Revival – Stephen King

« Bon, tu sais ce qu’on dit, Jamie : l’enfer est pavé de bonnes intentions. Il a réfléchi un moment et a ajouté : et de lumières électriques. Ça l’a fait rire et j’ai ri avec lui, même si j’avais pas compris la blague. S’il s’agissait d’une blague. »

Nous sommes en 1962. Le petit Jamie Morton est en train de jouer dans le jardin. Soudain, une ombre vient s’étendre sur lui : c’est celle du tout jeune révérend Charles Jacobs venu saluer ses parents. Un homme animé par une foi qui paraît indéfectible et qui très vite sait se faire apprécier de tous. Qui bricole des jouets électriques, comme s’il était capable de faire des miracles. Qui grâce à une de ses inventions parvient à rendre à Connie, le grand frère de Jamie, la voix qu’il avait perdue suite à un accident.

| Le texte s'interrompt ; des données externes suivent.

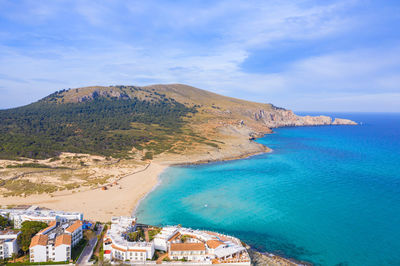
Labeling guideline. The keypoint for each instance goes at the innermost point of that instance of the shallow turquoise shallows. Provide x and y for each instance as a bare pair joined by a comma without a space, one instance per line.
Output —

Mais, hélas, tout n’est pas pour le mieux dans le meilleur des mondes, car un autre accident survient, au cours duquel Charles Jacobs perd sa femme et son enfant. Dès lors, sa foi se fissure, et, pire encore, se retourne comme un gant. Un prêche flamboyant, au cours duquel éclateront tous ces doutes que nul ne veut jamais s’avouer, choquera la communauté et entraînera son bannissement. Nul ne le reverra jamais. Jamais ? Non, car l’ombre du révérend qui s’est étendue sur le petit Jamie ne le quittera plus.

« Nous venons d’un mystère et c’est vers un mystère que nous repartons. Peut-être bien qu’il y a quelque chose là-bas, mais je fais le pari que ce n’est le Dieu d’aucune Église. »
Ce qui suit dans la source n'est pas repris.